From your local machine:

scp -r <USERNAME>@dsmlp-login.ucsd.edu:/datasets/home/53/253/cs152sp20ta1/pyviso2/vis {LOCAL PATH}

Or from within server if your local machine has a fixed address or IP:

scp -r {REMOTE PATH TO THE vis FOLDER} <USERNAME>@<LOCAL ADDRESS>:{YOUR LOCAL PATH}

Q4: Optical Flow - Working folder: ./opticalFlow

4. [Extra] How to run training sessions

4.1. Set up the environment

[Option 1] On the ieng6.ucsd.edu server
  • Login with your credentials

    • ssh {USERNAME}@ieng6.ucsd.edu
  • Launch TMUX

    • Reconmended for session management: you can come back anytime after you disconnect your session. Otherwise you have to keep your connection on for hours while training.
    • Just run tmux
    • To detach and come back later, use ctrl + b then d. To attach next time, use ctrl + b then a.
    • For more TMUX usages please refer to online tutorials like https://linuxize.com/post/getting-started-with-tmux/
  • Launch your pod

    • Follow Section 1.1.2
[Option 2] On your own server

Just launch TMUX.

4.2. Start training

Now you can create conda env and do your training in there following Section 1.1

Results:

We have used "sequence 0" from KTTI Dataset for all experiments.
The results of all experiments are summarized in the table below:

Method Final Mean Rotation Error Final Mean Rotation Error
Libviso2 0.00277 0.53721
SIFT 0.00243 0.55841
SuperPoint 0.00369 0.52405
SPyNet 0.00372 0.79390

Libviso2:

SIFT:

SuperPoint:

SPyNet:

Sfm Learner:

  • Warped Image:

  • Depth Map:

Error metrics used: Absolute Translation Error (ATE) and Rotational Error (RE).

Simple SfmLearner Model (3 losses) after training for 200 epochs
  • Performance on sequence 09:
ATE RE
mean 0.0119 0.0023
std 0.0065 0.0012
  • Performance on sequence 10:
ATE RE
mean 0.0108 0.0024
std 0.0084 0.0016
SfmLearner Model with Photoconsistency Loss (4 losses) after training for 200 epochs
  • Performance on sequence 09:
ATE RE
mean 0.0128 0.0024
std 0.0074 0.0013
  • Performance on sequence 10:
ATE RE
mean 0.0098 0.0025
std 0.0071 0.0017

References:

  1. Daniel DeTone, Tomasz Malisiewicz, and Andrew Rabinovich.

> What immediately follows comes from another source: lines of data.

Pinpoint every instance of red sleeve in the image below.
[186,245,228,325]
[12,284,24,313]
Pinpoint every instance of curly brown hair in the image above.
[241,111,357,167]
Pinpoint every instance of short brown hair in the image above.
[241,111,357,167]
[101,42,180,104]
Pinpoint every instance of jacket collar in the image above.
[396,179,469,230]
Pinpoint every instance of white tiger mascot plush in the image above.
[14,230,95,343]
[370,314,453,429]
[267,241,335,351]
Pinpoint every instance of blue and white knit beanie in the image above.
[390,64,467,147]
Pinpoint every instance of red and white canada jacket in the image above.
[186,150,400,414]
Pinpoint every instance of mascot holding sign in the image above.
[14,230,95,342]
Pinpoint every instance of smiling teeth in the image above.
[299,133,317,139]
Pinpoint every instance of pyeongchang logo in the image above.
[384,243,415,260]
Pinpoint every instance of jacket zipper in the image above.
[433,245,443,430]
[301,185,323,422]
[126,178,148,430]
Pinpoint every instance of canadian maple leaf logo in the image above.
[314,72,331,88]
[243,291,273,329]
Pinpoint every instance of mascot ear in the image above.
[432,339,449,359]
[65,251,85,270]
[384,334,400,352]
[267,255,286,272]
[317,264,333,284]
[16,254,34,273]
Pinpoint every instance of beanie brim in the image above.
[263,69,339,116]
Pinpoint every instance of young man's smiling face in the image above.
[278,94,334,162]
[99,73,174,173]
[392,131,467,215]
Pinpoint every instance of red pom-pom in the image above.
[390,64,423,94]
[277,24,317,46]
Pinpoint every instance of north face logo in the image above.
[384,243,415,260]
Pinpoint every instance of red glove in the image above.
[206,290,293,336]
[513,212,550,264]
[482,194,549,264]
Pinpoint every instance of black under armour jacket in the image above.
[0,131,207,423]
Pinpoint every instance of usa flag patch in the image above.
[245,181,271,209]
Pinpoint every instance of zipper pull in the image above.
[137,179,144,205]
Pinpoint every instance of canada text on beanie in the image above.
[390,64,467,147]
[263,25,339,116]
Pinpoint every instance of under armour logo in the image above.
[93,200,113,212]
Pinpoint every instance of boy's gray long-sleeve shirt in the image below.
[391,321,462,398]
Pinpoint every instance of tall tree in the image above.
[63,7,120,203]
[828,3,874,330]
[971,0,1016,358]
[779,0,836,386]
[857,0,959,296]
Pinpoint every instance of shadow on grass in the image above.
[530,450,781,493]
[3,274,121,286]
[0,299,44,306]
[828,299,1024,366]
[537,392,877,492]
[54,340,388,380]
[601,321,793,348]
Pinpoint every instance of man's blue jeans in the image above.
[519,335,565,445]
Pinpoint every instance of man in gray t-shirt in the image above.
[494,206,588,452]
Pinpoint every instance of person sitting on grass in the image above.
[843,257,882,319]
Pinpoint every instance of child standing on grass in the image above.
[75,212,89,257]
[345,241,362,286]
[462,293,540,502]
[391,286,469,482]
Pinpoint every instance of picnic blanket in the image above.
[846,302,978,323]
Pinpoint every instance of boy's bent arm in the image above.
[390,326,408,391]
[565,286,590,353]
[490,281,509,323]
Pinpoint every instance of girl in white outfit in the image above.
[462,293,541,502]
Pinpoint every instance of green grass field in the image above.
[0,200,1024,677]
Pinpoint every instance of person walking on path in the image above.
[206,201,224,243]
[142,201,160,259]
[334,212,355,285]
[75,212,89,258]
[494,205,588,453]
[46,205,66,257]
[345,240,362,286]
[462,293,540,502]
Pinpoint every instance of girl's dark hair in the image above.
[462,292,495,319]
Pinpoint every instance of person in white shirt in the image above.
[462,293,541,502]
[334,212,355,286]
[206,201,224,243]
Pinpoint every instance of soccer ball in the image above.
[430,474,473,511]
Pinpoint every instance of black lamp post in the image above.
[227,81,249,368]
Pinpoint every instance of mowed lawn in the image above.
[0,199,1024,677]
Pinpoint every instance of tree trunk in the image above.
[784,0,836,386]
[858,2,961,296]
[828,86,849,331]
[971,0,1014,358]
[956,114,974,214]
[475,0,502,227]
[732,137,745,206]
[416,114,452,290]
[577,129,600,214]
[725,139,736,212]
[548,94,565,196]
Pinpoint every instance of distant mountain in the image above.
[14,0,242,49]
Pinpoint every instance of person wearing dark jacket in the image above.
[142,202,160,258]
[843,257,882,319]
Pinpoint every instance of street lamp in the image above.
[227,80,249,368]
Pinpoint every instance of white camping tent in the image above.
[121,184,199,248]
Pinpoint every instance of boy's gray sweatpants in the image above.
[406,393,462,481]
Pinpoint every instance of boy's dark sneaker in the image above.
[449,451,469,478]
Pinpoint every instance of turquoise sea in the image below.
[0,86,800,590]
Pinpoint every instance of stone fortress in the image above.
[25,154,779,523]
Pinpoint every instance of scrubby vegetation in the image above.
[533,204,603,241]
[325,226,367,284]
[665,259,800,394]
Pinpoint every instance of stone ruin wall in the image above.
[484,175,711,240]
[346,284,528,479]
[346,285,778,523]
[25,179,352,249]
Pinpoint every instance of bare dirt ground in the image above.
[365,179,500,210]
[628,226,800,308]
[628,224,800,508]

Superpoint: Self-supervised interest point detection and description. In Proceedings of the IEEE Conference on Computer Vision and Pattern Recognition Workshops, pages 224–236, 2018.
  2. Andreas Geiger, Philip Lenz, and Raquel Urtasun. Are we ready for autonomous driving? the kitti vision benchmark suite. In Conference on Computer Vision and Pattern Recognition (CVPR), 2012.
  3. Andreas Geiger, Julius Ziegler, and Christoph Stiller. Stereoscan: Dense 3d reconstruction in real-time. In Intelligent Vehicles Symposium (IV), 2011.
  4. David G Lowe. Distinctive image features from scale-invariant keypoints. IJCV, 60(2):91–110, 2004.
  5. Anurag Ranjan and Michael J Black. Optical flow estimation using a spatial pyramid network. In Proceedings of the IEEE Conference on Computer Vision and Pattern Recognition, pages 4161–4170, 2017.
  6. A. Vedaldi and B. Fulkerson. VLFeat: An open and portable library of computer vision algorithms. http://www.vlfeat.org/, 2008.
  7. Lucas, Bruce D., and Takeo Kanade. "An iterative image registration technique with an application to stereo vision." (1981): 674.
  8. B. Kitt, A. Geiger, and H. Lategahn, “Visual odometry based on stereo image sequences with RANSAC-based outlier rejection scheme,” in 2010 IEEE Intelligent Vehicles Symposium, La Jolla, CA, USA, Jun. 2010, pp. 486–492, doi: 10.1109/IVS.2010.5548123.
  9. A. Geiger, J. Ziegler, and C. Stiller, “StereoScan: Dense 3d reconstruction in real-time,” in 2011 IEEE Intelligent Vehicles Symposium (IV), Baden-Baden, Germany, Jun. 2011, pp. 963–968, doi: 10.1109/IVS.2011.5940405.